Un accordo rimane l’opzione più probabile. Nel nostro scenario di base prevediamo che, nonostante tutte le difficoltà, sarà raggiunto un ampio accordo tra l’UE e il Regno Unito. Sarebbe troppo grande il danno per entrambe le parti di un accordo limitato o addirittura di un «No Deal». In ultima analisi, gli interessi comuni sono un fattore unificante troppo forte.

Un accordo elimina una notevole incertezza di pianificazione per l’economia. La crescita economica e i mercati azionari dovrebbero quindi muoversi in linea con il contesto congiunturale e di mercato. Per il primo trimestre 2021 prevediamo una crescita del PIL dello 0,3% sia per l’eurozona che per la Gran Bretagna. In caso di accordo, la sterlina dovrebbe guadagnare molto terreno nei confronti dell’euro e del franco.

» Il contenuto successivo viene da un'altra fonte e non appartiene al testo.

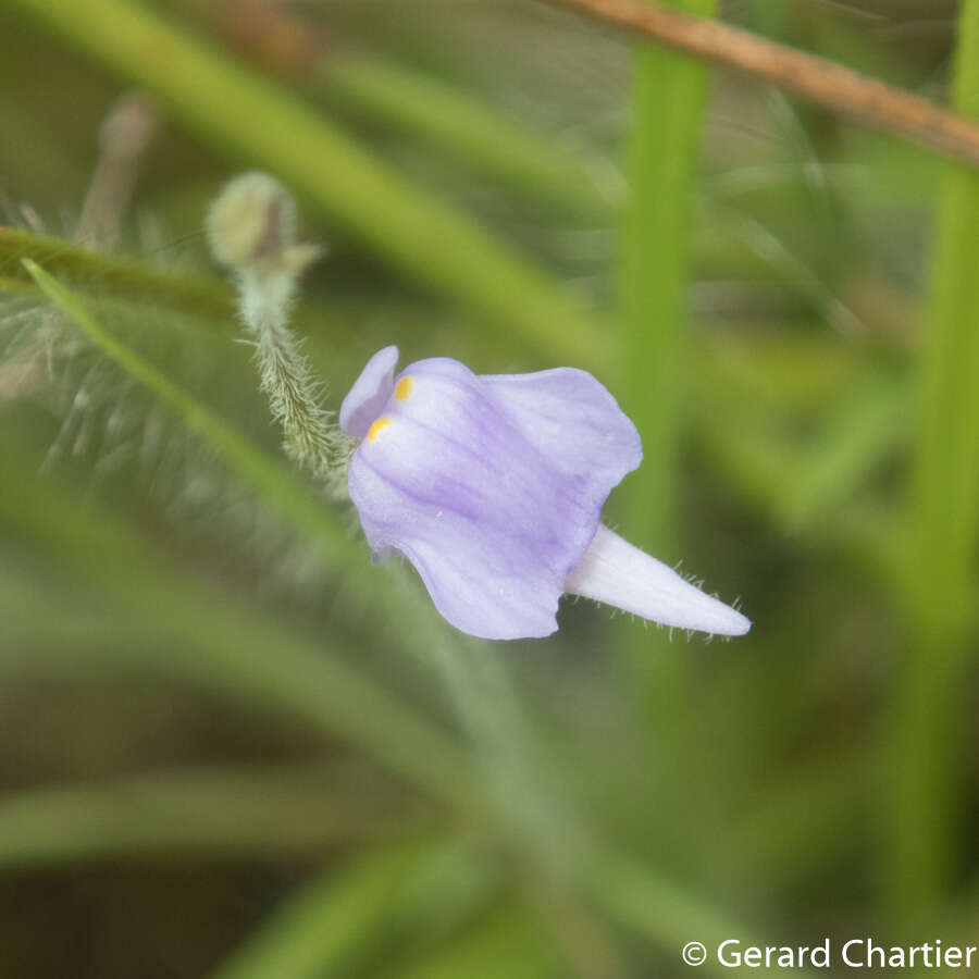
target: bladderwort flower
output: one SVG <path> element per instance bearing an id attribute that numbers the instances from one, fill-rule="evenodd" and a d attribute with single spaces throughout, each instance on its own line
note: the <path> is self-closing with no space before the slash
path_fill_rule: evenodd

Le incertezze della Brexit gravano sulla sterlina

(indicizzato 100 = 23 giugno 2016)

Fonte: Bloomberg, Banca Migros

Ma un «No Deal» è tuttora possibile. Sebbene ipotizziamo un ampio accordo tra l’Unione europea e la Gran Bretagna, non si può escludere un «No Deal». Tanto più che riteniamo improbabile una proroga del periodo transitorio, che dovrebbe essere concordata entro luglio. In primo luogo, sarebbe un grave smacco per Boris Johnson che egli stesso cercherà di evitare con tutte le forze. In secondo luogo, il Primo Ministro britannico sta già accarezzando pubblicamente l’idea di ricorrere all’articolo 24 dell’Accordo generale sulle tariffe doganali e sul commercio (GATT) dell’OMC, che potrebbe trovare applicazione in caso di assenza di accordo tra l’UE e la Gran Bretagna a partire dal 2021. Ai sensi del paragrafo 5 di questo articolo, l’agevolazione degli scambi può essere stabilita su base provvisoria già fino a dieci anni prima di un accordo definitivo.

L’Unione europea dovrebbe accettare una soluzione provvisoria sulla base dell’OMC/Gatt. Infatti, nessuna delle parti può invocare unilateralmente i suddetti paragrafi del GATT. Una sorta di accordo minimo, sotto forma di dichiarazione reciproca d’intenti, dovrebbe essere firmato tra l’UE e la Gran Bretagna entro fine anno. Si tratterebbe di una scorciatoia più o meno elegante che risparmierebbe al Primo Ministro britannico lo smacco di una richiesta di proroga. Di fatto, tuttavia, ciò significherebbe prolungare il dramma della Brexit di un altro atto: i negoziati andrebbero nuovamente per le lunghe mentre rimarrebbero le incertezze.